When evaluating whether to run GLM-4.5 locally, it is most often compared against other high-parameter open-weight models.
Llama 3.1 405B is a dense model, meaning every parameter is active during inference. While Llama 405B may offer slightly higher general knowledge saturation, GLM-4.5's MoE architecture makes it significantly faster in terms of tokens per second on comparable hardware. Furthermore, GLM-4.5’s MIT license is less restrictive for large-scale commercial applications than Meta’s Community License.
DeepSeek-V3 is another prominent MoE model. While DeepSeek often leads in pure coding benchmarks, GLM-4.5 is frequently cited for better "agentic" alignment—specifically its ability to follow complex system prompts and handle multi-step tool use without drifting. GLM-4.5 also offers a more robust "Thinking Mode" out of the box for users who need explicit chain-of-thought reasoning.

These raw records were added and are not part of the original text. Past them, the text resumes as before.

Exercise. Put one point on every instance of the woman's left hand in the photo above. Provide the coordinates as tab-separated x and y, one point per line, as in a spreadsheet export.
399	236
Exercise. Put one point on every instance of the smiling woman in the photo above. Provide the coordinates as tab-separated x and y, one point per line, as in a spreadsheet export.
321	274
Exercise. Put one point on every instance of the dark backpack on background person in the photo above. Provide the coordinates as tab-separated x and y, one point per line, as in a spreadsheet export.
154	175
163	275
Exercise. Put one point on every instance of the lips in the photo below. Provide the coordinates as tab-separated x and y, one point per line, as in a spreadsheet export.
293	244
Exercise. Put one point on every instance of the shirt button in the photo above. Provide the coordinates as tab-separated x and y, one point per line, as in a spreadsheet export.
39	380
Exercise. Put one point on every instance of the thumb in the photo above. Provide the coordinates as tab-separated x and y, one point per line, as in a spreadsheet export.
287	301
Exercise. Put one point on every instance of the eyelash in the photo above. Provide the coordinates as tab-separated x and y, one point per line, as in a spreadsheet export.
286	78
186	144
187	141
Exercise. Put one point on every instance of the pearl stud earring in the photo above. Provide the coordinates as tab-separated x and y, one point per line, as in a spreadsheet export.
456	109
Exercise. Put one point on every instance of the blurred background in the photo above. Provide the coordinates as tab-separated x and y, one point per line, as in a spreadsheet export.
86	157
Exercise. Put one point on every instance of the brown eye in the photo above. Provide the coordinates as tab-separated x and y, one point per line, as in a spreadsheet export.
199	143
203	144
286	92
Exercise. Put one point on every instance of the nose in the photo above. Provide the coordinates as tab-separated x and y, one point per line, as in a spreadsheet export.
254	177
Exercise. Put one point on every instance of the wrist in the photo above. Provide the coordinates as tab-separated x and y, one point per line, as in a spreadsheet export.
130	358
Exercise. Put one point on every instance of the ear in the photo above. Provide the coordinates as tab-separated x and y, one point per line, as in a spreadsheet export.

For users who cannot meet the 200GB+ VRAM requirement, the GLM-4.5-Air variant is the logical alternative. It features 106B total parameters (12B active) and can fit into ~64GB - 80GB of VRAM at 4-bit quantization, making it runnable on a single A100 (80GB) or a dual RTX 4090 setup. While the "Air" version is more efficient, the full GLM-4.5 provides a noticeable jump in "Humanity’s Last Exam" (HLE) and other graduate-level reasoning benchmarks.